I think the line, for me, is drawn over whether what you are doing is CONSTRUCTIVE or DESTRUCTIVE. I find other ways to get my point across than inflicting pain....always.
     
    12-21-2009, 06:43 PM
  #7
Banned
Quote:
Horses were made to be outside and most of the time if not all of the time horses will not go in the shelter when it is cold and raniy but will huddle together as nature intended, with there backs to the wind.
you need to remember this isnt the wild... horses cannot survive long if they are let to fend on their own with no other horses. I've seen people with horses in their back yards , alone , in 4 ft of snow no blanket no shelter makes me wonder if they even have water. I think that's pure abuse and in the state of NY it IS abuse and you can have your horse taken away.
     
    12-21-2009, 07:02 PM
  #8
Showing
This really is a post with so many different views. There are some things that I consider abuse in one person's hands but not in anothers. I would be comfortable using a twisted wire snaffle for a short time because I know how to use it properly (though other people may not think so), though I choose not to. However, many people have no business with anything harsher than a french link snaffle in their horse's mouth. I agree completely with Ricci,
Quote:
When it becomes more than discipline and stems from anger
. I personally believe that some horses do occasionally need a firm smack to regain their respect. I have smacked a horse on the nose or pinched their lip for nipping me and it never resulted in them being headshy. I consider these things acceptable because it is the same way in a horse herd. An offending horse will be warned with actions and sounds, then physically reprimanded with either teeth or hooves. I will warn with a firm "EH" or "NO" and make my posture more assertive before taking it to a smack. There are certain things that a horse should never be punished for; being afraid, or showing pain or uncertainty, or being "stubborn" about picking up a new thing that I am teaching them. After they know what is expected, it might be a different thing. It is a case by case basis for me. Dobe might do something and I smack him on the shoulder whereas Denny would do the same thing and I just back him out of my space for a few feet. It all depends on the horse, the circumstances, and the environment of the situation.
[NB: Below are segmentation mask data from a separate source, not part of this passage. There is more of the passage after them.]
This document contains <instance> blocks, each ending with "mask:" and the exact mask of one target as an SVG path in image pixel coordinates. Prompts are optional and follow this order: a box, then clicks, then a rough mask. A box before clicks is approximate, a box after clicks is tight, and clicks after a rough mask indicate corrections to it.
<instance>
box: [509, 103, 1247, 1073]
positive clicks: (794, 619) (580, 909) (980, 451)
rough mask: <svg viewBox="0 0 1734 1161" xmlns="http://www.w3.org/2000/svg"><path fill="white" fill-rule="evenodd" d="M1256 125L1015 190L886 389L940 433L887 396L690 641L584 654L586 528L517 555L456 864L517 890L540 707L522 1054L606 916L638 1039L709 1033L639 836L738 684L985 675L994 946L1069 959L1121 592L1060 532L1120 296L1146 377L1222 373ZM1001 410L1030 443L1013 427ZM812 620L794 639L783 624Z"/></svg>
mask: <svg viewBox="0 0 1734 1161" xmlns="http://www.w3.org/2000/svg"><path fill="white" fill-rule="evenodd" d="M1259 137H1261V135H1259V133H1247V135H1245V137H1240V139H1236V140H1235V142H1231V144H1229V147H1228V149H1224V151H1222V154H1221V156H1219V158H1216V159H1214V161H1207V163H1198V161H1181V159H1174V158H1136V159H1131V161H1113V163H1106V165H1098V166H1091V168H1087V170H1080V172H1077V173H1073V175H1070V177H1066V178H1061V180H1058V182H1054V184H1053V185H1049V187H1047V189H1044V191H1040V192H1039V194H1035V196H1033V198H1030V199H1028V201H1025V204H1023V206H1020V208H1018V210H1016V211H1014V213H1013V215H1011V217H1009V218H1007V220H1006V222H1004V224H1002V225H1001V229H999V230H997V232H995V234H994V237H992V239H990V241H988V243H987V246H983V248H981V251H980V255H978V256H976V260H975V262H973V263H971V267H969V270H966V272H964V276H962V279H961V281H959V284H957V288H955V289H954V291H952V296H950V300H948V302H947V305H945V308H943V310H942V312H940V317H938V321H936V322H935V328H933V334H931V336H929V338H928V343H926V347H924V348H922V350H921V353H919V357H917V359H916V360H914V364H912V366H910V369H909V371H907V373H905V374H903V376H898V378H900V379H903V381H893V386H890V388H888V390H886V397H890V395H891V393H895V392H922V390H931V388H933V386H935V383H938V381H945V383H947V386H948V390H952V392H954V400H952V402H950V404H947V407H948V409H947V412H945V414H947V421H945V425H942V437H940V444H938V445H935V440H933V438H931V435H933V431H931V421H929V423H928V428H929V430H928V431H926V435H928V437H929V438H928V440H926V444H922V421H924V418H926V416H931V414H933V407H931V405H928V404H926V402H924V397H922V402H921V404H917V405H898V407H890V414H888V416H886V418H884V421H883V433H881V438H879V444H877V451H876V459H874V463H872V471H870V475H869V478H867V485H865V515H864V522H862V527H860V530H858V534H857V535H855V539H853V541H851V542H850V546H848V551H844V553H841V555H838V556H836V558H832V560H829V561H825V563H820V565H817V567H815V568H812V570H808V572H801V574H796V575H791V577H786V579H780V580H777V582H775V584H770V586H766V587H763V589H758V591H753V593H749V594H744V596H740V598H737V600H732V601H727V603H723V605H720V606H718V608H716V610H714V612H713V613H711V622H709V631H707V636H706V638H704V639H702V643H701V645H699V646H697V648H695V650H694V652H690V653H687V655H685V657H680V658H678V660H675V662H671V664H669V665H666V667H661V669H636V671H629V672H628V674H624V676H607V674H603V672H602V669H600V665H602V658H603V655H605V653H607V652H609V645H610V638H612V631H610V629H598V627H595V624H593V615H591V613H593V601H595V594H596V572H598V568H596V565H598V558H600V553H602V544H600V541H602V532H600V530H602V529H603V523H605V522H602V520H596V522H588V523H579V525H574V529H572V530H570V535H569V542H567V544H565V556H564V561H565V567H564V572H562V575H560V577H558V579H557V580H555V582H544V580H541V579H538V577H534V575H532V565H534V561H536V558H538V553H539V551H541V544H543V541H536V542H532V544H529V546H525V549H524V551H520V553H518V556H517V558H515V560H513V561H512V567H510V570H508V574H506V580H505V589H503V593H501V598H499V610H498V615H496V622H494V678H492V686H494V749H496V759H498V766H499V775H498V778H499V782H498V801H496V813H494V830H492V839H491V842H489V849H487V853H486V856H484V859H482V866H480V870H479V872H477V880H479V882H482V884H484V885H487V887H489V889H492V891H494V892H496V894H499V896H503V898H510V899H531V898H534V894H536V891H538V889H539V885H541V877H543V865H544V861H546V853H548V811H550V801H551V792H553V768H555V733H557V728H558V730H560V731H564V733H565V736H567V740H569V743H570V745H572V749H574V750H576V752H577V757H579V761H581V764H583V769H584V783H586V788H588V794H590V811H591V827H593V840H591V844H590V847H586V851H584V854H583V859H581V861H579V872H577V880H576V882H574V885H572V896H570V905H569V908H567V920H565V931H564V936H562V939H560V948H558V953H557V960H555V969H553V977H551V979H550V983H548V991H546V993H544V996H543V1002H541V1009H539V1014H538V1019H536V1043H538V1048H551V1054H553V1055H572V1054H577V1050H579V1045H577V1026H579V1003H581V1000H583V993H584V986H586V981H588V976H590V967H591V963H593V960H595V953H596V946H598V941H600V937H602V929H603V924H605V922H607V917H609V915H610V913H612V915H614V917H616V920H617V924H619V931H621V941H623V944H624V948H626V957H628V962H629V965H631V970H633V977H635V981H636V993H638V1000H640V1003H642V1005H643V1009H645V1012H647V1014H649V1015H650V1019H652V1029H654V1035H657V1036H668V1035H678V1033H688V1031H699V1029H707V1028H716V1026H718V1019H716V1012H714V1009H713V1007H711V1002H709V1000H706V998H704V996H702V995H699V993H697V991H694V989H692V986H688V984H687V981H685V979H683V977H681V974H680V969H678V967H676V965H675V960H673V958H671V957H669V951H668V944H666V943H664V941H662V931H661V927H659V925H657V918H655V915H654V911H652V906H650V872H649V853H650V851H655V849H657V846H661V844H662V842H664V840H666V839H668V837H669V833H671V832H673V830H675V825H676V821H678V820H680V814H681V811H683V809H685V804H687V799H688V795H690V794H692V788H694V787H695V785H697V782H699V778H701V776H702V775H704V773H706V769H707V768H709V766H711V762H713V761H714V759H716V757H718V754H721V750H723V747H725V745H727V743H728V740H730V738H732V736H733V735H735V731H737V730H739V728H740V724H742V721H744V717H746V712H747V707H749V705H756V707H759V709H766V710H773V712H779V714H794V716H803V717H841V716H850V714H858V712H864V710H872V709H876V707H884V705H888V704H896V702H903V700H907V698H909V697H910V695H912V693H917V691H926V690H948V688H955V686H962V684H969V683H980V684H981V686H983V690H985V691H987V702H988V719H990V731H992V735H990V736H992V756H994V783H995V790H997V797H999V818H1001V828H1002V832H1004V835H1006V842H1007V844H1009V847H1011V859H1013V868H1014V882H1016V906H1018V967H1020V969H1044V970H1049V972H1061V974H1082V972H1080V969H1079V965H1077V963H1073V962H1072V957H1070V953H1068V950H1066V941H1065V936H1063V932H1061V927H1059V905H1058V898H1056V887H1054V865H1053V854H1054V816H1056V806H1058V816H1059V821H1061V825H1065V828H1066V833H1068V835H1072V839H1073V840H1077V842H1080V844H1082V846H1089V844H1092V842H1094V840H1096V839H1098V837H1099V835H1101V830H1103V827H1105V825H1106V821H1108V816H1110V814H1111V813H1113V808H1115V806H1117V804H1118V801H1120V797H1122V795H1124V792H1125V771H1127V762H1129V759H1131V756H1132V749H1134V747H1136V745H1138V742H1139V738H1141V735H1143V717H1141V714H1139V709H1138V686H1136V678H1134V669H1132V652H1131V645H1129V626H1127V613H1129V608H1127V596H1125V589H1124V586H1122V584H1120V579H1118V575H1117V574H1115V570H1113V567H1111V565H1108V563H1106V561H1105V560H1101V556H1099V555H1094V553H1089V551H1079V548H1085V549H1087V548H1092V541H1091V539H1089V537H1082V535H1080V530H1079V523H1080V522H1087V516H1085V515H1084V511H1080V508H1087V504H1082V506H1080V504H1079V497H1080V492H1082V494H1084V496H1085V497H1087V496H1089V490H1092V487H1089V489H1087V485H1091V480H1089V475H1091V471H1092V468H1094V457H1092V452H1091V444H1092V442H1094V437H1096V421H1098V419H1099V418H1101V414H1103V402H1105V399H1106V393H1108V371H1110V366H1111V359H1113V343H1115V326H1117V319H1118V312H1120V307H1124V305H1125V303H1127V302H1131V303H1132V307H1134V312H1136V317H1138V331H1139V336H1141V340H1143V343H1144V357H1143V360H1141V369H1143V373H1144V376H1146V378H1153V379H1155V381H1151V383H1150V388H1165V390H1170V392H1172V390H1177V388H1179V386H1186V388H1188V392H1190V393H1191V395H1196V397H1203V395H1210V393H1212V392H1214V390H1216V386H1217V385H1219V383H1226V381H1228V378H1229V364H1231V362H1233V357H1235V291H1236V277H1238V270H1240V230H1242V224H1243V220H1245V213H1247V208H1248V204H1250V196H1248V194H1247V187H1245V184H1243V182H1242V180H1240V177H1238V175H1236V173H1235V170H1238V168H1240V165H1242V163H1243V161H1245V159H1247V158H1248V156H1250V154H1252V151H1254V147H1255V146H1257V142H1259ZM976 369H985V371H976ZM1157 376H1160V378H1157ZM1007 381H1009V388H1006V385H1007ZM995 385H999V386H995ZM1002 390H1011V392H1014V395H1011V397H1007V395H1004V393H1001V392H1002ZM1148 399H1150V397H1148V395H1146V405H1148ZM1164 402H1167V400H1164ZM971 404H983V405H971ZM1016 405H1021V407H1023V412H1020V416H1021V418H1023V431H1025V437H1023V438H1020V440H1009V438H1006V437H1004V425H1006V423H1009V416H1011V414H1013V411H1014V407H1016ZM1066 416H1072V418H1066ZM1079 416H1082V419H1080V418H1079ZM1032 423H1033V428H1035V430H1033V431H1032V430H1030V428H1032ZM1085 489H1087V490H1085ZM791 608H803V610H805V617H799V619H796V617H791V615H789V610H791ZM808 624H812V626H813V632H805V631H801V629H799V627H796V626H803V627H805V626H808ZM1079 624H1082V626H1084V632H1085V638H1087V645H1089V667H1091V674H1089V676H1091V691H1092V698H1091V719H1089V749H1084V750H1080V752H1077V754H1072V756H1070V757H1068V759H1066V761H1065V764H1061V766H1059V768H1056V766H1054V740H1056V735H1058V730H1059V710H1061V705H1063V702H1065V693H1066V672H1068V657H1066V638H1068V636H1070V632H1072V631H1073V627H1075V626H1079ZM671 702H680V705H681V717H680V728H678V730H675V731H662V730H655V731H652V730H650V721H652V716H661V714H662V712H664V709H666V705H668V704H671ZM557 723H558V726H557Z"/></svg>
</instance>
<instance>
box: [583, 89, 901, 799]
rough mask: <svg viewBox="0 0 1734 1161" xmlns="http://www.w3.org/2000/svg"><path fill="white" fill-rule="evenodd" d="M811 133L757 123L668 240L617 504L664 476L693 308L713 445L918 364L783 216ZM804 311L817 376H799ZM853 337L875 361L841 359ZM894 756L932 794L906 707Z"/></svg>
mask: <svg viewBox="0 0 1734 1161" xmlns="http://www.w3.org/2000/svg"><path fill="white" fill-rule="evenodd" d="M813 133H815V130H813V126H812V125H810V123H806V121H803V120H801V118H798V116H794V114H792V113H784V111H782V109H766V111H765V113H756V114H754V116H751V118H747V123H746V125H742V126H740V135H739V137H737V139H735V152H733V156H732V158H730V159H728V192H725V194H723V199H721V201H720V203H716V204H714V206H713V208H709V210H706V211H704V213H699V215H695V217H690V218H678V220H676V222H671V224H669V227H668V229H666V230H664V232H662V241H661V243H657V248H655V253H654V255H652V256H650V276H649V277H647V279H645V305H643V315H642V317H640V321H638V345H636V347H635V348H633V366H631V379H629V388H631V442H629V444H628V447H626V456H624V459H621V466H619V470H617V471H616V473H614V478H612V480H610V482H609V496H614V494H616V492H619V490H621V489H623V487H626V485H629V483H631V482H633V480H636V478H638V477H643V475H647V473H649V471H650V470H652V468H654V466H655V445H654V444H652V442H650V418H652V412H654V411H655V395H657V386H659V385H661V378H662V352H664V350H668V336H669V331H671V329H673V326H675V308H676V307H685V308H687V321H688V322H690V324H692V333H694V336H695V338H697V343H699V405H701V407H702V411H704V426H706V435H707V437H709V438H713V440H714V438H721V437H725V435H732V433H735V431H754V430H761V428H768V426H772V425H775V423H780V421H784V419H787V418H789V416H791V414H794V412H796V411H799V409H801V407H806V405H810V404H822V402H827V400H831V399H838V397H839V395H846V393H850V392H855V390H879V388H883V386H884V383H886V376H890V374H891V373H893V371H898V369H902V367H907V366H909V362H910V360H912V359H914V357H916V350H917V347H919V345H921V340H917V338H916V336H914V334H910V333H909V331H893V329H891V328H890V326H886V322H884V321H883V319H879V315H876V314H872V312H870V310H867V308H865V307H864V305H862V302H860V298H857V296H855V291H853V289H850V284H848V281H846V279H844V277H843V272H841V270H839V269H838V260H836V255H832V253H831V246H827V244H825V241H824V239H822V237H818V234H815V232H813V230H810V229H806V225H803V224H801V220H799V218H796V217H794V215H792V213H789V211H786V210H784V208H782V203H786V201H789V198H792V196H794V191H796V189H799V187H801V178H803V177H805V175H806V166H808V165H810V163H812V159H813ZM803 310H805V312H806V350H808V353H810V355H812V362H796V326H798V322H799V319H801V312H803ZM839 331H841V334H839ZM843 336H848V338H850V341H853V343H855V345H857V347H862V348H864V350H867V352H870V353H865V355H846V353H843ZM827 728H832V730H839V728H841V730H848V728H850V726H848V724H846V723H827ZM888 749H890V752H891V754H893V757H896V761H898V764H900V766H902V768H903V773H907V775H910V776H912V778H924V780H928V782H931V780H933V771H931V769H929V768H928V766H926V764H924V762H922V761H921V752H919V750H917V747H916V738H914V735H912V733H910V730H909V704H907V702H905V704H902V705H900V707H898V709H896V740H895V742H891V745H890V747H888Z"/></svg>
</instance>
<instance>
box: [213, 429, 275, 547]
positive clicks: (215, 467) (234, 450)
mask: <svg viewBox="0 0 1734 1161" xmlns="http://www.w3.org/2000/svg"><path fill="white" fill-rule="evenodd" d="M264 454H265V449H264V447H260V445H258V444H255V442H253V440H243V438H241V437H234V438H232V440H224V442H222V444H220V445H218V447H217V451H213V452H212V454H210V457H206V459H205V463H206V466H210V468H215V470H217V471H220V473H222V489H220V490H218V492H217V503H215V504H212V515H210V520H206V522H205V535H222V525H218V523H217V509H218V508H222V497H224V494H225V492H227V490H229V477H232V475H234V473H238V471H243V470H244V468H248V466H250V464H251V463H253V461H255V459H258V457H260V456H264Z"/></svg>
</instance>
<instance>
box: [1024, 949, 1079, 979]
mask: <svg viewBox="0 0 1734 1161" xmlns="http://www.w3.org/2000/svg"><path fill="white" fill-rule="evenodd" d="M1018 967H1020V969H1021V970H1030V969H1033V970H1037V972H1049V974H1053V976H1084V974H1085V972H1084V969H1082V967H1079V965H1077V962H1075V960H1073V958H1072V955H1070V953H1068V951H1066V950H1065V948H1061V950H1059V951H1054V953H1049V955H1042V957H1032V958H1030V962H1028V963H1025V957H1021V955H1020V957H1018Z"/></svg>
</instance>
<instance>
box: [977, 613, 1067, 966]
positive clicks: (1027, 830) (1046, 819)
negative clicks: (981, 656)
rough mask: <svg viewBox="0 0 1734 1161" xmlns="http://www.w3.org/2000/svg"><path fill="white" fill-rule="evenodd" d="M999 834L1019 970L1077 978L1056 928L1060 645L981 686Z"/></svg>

However, there are certain things that I consider abuse no matter the situation or circumstances.
-leaving bloody sides from spurs
-leaving bloody mouths from bits
-hitting a horse out of anger for any reason
-hitting a horse for no reason; ie, when they haven't done anything wrong
-leaving a horse with no food or water
-leaving a serious injury untreated when it is known about
-tying a horse with his head in the rafters (seen it happen)
And there are some other things that I can't think of right now but my ideas of what is and is not acceptable treatment of a horse are pretty black and white.
     
    12-21-2009, 07:16 PM
  #9
Green Broke
Abuse is doing damage that cannot be fixed or easily fixed, whether it be physically, mentally or emotionally.
     
    12-21-2009, 07:32 PM
  #10
Banned
Quote:
Originally Posted by barnprincess    
i just want to add to ricci's post

I don't advise hitting a horse in the face EVER even on the nose. This is the #1 cause of head shyness. I always always aaaaaalways smack on the neck. Never the face. Sorry but that's IMO
If a horse bits me he will get it as hard as I can right in the mouth. If I have a brush in my hand at the time he lashes out with me I will try to jab it into his mouth. The more I can hurt him the better but then it is done. I don't continue to yell at him, I just carry on.
To me that is not abuse. I watch horses play fight and kick each other really hard and do you think they think it is abuse??
The way alot of you guys handle your horse to me is abuse. You are creating monsters with your love taps on the neck.
Head shying is not a problem. Horses need to know the rules and they also learn to stay within guidelines and they will not be smacked.